TPU configurations
TPU v5e configurations
Cloud TPU v5e is a combined training and inference (serving) product. To
differentiate between a training and an inference environment, use the
AcceleratorType
or AcceleratorConfig
flags with the TPU API or the
--machine-type
flag when creating a GKE node
pool.
Training jobs are optimized for throughput and availability while serving jobs are optimized for latency. So, a training job on TPUs provisioned for serving could have lower availability and similarly, a serving job executed on TPUs provisioned for training could have higher latency.
You use AcceleratorType
to specify the number of TensorCores you want to use.

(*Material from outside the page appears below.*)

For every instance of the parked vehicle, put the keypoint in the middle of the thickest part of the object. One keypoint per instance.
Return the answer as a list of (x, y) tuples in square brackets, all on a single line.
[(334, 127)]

You specify the AcceleratorType
when creating a TPU using the
gcloud CLI or the Google Cloud console. The value you
specify for AcceleratorType
is a string with the format:
v$VERSION_NUMBER-$CHIP_COUNT
.
You can also use AcceleratorConfig
to specify the number of TensorCores you
want to use. However, because there are no custom 2D topology variants for TPU
v5e, there is no difference between using AcceleratorConfig
and
AcceleratorType
.
To configure a TPU v5e using AcceleratorConfig
, use the --version
and the
--topology
flags. Set --version
to the TPU version you want to use and
--topology
to the physical arrangement of the TPU chips in the slice. The
value you specify for AcceleratorConfig
is a string with the format AxB
,
where A
and B
are the chip counts in each direction.
The following 2D slice shapes are supported for v5e:
Topology | Number of TPU chips | Number of Hosts |
1x1 | 1 | 1/8 |
2x2 | 4 | 1/2 |
2x4 | 8 | 1 |
4x4 | 16 | 2 |
4x8 | 32 | 4 |
8x8 | 64 | 8 |
8x16 | 128 | 16 |
16x16 | 256 | 32 |
Each TPU VM in a v5e TPU slice contains 1, 4 or 8 chips. In 4-chip and smaller slices, all TPU chips share the same Non Uniform Memory Access (NUMA) node.
For 8-chip v5e TPU VMs, CPU-TPU communication will be more efficient within NUMA
partitions. For example, in the following figure, CPU0-Chip0
communication will
be faster than CPU0-Chip4 communication.
Cloud TPU v5e types for serving
Single-host serving is supported for up to 8 v5e chips. The following configurations are supported: 1x1, 2x2 and 2x4 slices. Each slice has 1, 4 and 8 chips respectively.
To provision TPUs for a serving job, use one of the following accelerator types in your CLI or API TPU creation request:
AcceleratorType (TPU API) | Machine type (GKE API) |
---|---|
v5litepod-1 |
ct5lp-hightpu-1t |
v5litepod-4 |
ct5lp-hightpu-4t |
v5litepod-8 |
ct5lp-hightpu-8t |
Serving on more than 8 v5e chips, also called multi-host serving, is supported using Sax. For more information, see Large Language Model Serving.
Cloud TPU v5e types for training
Training is supported for up to 256 chips.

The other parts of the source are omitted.